Premier Jennifer Smith

If some of the anti-Jennifer Smith dissidents within the Progressive Labour Party are unhappy with her leadership style, many also say that she and her Cabinet are not doing enough for the underprivileged in the community - the very people the PLP was founded to serve.

This is a conundrum that all centre-left parties face, from the Bill Clinton Democrats to Tony Blair's New Labour to Jennifer Smith's New Bermuda PLP.

Having been kept out of political power for generations, the liberal/left moved to the centre out of necessity, giving up elements of their doctrine in order to capture the middle class, middle ground, swing vote.

That this strategy has been an electoral success is unquestioned. But if US Democrats had to give up "tax and spend", Labour had to give up nationalisation and the PLP had to give up Independence and income tax (at least in the last election) in order to gain power, not all of their supporters are going to be happy as a result.

At the same time, there may also be a sense, in the words of Rolfe Commissiong in Monday's paper, "that Bermudians are continuing to feel, even more so over the last couple of years, that they are somehow losing control of their own country".

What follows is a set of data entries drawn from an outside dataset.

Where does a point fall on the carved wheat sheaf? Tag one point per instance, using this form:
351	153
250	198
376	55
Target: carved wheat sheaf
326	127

The question is whether another leader can address that feeling and at the same time keep the middle of the road vote on the PLP's side.

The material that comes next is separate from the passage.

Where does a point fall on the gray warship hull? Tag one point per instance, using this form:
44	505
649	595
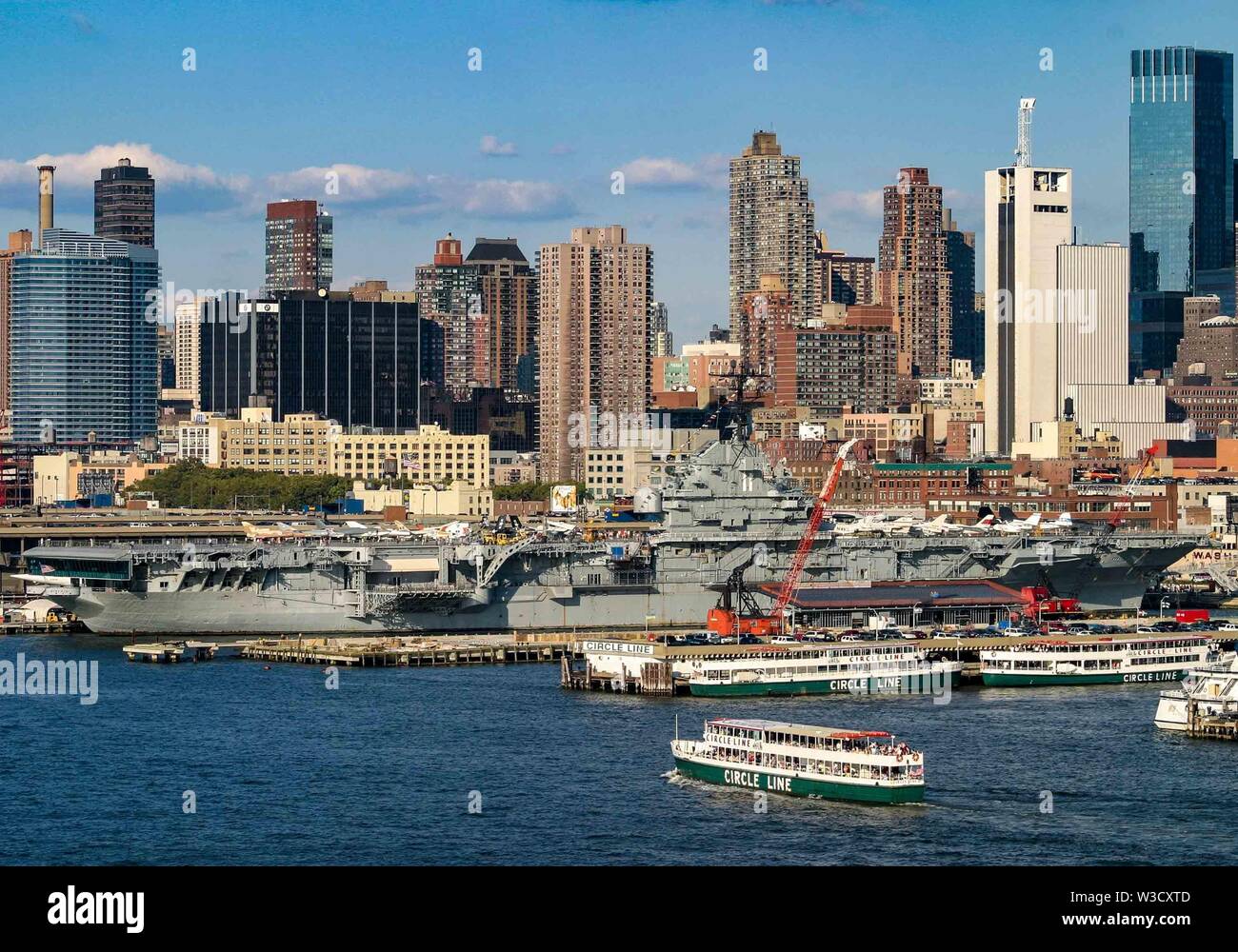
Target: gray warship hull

Thus Ms Smith and her Cabinet - since collective responsibility applies to any decisions taken by the Government - have been "pushed" to give their supporters a sense of control over their destiny and "pulled" to maintain the economy and to keep the middle of the road swing vote.

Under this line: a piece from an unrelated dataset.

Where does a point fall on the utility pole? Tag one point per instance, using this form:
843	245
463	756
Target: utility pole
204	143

Evidently, there is a feeling that there has been more pulling than pushing going on. But can another leader achieve the balance that is necessary to keep the economy going and to address the social needs of the electorate that put the PLP into power? That is the question that Attorney General Dame Lois Browne Evans and Independent MP Trevor Moniz posed in yesterday's newspaper. Both said that Ms Smith had delivered most of what the PLP promised and both suggested that any alternative to Ms Smith would be worse, although possibly for different reasons.

The question that the dissidents have to decide on is whether another leader who better addresses the concerns of the underprivileged can do so without "putting the Country into a mess", as Dame Lois put it, or without losing power at the next Election.

Mr. Moniz put the question more bluntly. Can a leader who puts more of an emphasis on race than Ms Smith has successfully lead "one Bermuda" which is made up of more than one race and could that person keep the PLP itself together when MPs like Dale Butler have already expressed their concerns about the racial agenda of some of his PLP colleagues?

It's one thing to get rid of one leader, and it is quite another to find someone who can enunciate a vision of a new new Bermuda.

Any leader who wishes to gain and hold power needs to enunciate a vision of where they want their society to go. Ms Smith has not done that recently in a way that goes beyond generalisations and platitudes, but nor have any of her would-be rivals managed to do so.

And that's the big problem the PLP faces.